Although we spend a lot of time managing emails, our attention spans have gotten shorter. The average adult’s attention span is now just 8 seconds, reportedly less than a goldfish.
Hackers are counting on this lack of attention to detail in order to ensure their success in creating havoc. In a recent posting on the Public Intelligence open-source website, DHS’ National Cybersecurity and Communications Integration Center (NCIC) released a Traffic Light Protocol (TLP) Green Notice dated October 17th. The TLP warns of a recent phishing scam aimed at government personnel. Highlights of the document are as follows:
Although initial analysis of the exploit found the filename for the PDF attachment to be “invoice621785.pdf” and its file size as “476741,” several security vendors report a number of variances in the file name. In some instances the numbers following “invoice” differ, and sometimes the word “invoice” is spelled correctly, sometimes not.

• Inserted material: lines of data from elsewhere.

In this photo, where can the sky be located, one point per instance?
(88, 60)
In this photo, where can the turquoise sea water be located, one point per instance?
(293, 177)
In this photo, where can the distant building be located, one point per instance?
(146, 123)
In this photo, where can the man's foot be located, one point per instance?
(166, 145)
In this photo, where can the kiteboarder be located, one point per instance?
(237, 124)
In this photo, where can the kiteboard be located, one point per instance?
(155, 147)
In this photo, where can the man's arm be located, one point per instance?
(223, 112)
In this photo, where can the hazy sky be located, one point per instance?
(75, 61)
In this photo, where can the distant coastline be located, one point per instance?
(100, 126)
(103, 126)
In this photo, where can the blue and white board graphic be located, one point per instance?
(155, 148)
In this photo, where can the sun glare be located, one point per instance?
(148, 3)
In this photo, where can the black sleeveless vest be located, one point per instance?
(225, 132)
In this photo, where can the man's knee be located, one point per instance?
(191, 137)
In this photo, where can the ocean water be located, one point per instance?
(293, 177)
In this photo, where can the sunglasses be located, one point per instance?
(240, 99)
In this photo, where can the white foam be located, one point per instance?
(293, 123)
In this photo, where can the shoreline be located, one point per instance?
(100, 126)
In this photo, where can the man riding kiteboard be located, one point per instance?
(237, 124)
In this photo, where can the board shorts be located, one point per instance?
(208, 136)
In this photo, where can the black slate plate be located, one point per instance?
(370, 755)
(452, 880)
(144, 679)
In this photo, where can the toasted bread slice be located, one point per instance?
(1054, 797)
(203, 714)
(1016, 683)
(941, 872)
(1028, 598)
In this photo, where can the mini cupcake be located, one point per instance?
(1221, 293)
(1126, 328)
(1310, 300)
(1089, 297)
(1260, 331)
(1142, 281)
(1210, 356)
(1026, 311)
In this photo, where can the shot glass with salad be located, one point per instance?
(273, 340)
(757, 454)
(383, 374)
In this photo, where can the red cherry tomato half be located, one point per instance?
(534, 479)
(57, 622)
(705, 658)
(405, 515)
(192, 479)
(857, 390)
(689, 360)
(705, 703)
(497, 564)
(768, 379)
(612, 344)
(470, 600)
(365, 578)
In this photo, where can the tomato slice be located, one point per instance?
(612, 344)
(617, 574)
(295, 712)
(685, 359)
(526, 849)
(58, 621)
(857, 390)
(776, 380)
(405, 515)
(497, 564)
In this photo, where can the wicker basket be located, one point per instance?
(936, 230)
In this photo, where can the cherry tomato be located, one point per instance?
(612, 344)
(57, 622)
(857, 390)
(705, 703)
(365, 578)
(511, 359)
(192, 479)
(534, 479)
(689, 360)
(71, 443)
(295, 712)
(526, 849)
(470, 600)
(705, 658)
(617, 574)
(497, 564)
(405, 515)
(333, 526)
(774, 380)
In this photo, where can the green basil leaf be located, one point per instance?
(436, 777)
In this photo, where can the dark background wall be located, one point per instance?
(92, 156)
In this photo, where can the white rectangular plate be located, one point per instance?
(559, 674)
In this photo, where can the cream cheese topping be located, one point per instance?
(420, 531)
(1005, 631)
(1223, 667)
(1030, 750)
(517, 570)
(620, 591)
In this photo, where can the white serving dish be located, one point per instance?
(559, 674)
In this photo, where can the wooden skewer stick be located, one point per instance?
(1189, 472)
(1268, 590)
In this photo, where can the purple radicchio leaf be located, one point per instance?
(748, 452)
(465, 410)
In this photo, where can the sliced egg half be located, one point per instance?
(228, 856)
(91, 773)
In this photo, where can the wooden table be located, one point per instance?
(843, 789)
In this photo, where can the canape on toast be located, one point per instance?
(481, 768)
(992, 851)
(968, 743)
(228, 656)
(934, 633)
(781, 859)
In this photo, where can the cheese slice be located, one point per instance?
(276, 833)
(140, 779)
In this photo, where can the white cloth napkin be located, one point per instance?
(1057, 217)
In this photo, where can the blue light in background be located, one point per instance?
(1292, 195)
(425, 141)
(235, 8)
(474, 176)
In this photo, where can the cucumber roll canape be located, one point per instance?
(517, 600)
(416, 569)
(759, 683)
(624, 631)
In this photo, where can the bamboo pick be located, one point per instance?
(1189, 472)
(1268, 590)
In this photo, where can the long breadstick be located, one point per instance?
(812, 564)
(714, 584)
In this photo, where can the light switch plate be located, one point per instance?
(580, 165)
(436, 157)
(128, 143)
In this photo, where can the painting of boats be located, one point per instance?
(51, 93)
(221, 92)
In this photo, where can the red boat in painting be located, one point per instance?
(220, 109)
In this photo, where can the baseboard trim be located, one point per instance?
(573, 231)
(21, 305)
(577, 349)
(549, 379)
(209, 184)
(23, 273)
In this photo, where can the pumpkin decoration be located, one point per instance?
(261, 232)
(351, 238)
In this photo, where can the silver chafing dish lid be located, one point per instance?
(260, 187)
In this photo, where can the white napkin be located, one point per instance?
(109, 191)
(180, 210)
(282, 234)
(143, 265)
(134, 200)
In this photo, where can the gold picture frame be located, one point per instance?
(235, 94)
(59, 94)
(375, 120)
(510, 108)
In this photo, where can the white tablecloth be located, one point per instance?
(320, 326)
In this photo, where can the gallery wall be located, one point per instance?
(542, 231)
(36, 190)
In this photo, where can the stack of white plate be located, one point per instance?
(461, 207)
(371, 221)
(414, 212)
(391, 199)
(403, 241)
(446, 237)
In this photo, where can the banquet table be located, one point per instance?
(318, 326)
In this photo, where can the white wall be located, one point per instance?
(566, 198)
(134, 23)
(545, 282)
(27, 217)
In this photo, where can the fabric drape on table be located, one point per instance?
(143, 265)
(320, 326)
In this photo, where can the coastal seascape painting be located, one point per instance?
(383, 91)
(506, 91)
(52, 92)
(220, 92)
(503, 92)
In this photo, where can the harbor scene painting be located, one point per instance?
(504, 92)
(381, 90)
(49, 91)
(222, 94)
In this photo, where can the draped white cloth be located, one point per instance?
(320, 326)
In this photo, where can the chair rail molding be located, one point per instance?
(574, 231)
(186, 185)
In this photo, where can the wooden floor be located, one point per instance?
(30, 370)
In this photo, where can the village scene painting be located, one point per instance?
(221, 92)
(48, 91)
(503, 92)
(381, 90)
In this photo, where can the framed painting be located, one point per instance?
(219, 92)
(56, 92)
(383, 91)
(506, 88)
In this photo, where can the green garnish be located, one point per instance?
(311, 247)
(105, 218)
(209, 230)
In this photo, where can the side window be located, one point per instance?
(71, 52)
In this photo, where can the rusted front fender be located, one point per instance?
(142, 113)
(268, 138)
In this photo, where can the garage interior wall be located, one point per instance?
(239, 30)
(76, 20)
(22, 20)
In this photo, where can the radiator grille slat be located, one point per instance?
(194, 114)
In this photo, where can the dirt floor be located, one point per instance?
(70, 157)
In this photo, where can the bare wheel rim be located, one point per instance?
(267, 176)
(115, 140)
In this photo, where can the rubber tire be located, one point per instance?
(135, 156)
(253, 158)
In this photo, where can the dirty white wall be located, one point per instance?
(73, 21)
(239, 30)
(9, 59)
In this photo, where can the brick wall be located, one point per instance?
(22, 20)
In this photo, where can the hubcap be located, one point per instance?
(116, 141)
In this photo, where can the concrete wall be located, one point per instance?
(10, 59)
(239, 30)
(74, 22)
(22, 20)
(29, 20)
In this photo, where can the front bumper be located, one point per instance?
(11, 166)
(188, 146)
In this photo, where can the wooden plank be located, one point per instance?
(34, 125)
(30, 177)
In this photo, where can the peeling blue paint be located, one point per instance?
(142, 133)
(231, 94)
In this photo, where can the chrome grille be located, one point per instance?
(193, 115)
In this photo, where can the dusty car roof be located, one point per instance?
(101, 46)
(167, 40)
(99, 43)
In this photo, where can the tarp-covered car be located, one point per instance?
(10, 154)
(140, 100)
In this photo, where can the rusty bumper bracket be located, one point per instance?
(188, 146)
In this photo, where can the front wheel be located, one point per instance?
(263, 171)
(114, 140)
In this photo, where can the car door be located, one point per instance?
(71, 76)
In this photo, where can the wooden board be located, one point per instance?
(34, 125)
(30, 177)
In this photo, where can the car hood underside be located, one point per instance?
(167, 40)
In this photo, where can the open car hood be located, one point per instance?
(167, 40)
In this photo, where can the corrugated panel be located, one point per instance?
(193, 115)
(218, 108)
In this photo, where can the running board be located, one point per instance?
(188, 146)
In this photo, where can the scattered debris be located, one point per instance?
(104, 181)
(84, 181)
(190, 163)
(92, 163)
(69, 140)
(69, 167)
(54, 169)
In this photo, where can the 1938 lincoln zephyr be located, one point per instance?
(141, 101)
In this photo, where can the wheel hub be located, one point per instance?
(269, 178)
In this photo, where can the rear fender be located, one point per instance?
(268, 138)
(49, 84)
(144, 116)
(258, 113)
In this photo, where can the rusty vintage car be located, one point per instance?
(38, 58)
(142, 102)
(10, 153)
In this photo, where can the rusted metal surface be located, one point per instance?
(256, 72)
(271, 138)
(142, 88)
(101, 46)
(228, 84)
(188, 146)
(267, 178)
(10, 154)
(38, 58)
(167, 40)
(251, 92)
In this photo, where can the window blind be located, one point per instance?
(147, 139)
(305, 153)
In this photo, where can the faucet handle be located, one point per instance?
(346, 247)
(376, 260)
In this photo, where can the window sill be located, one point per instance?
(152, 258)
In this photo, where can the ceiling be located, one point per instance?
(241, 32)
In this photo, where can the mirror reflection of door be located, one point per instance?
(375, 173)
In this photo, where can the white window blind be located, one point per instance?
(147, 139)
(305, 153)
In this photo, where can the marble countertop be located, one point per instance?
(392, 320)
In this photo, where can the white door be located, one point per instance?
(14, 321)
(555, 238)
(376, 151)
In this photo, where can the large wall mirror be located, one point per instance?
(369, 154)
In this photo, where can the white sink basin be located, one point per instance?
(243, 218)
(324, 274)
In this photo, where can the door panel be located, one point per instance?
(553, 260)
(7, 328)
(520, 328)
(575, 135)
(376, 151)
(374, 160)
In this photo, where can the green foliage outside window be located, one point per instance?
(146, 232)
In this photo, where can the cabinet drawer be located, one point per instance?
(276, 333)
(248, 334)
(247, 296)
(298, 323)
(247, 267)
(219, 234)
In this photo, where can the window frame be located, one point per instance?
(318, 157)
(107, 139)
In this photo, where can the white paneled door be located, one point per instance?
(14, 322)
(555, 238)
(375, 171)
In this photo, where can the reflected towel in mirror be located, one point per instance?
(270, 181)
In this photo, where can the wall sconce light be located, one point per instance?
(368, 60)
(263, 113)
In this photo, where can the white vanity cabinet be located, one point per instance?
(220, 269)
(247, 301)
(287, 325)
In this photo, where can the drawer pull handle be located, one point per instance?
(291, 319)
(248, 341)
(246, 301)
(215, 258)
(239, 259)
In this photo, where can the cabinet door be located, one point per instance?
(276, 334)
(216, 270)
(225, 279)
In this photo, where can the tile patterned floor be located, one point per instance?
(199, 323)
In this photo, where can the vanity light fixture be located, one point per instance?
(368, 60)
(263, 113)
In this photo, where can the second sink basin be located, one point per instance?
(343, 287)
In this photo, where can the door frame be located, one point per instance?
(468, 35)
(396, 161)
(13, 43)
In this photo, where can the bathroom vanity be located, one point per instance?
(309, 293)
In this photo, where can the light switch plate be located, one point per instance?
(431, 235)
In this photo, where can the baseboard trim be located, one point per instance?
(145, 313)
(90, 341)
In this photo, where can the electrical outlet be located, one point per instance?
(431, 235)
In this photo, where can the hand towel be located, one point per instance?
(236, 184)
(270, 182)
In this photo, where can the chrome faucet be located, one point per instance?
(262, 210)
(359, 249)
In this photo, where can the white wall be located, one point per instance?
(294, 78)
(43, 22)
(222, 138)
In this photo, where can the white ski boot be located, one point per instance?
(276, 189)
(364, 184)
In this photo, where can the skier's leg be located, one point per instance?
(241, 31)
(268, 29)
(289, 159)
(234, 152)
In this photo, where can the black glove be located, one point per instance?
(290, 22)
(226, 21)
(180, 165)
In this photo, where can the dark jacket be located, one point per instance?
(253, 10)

Only 29 out of 54 security vendors are able to detect this exploit at the present time, analysis on the MD5 Hash in Virus Tool revealed. In addition, it’s possible that machines may become compromised with the same malware that affects banking institutions called Dyre/Dyreza.
To reduce the chance of compromise, security experts are advised to use “best practices” by applying patches and security updates for Adobe Acrobat and Reader in a timely manner. Adobe has issued patches and software updates to address this particular exploit.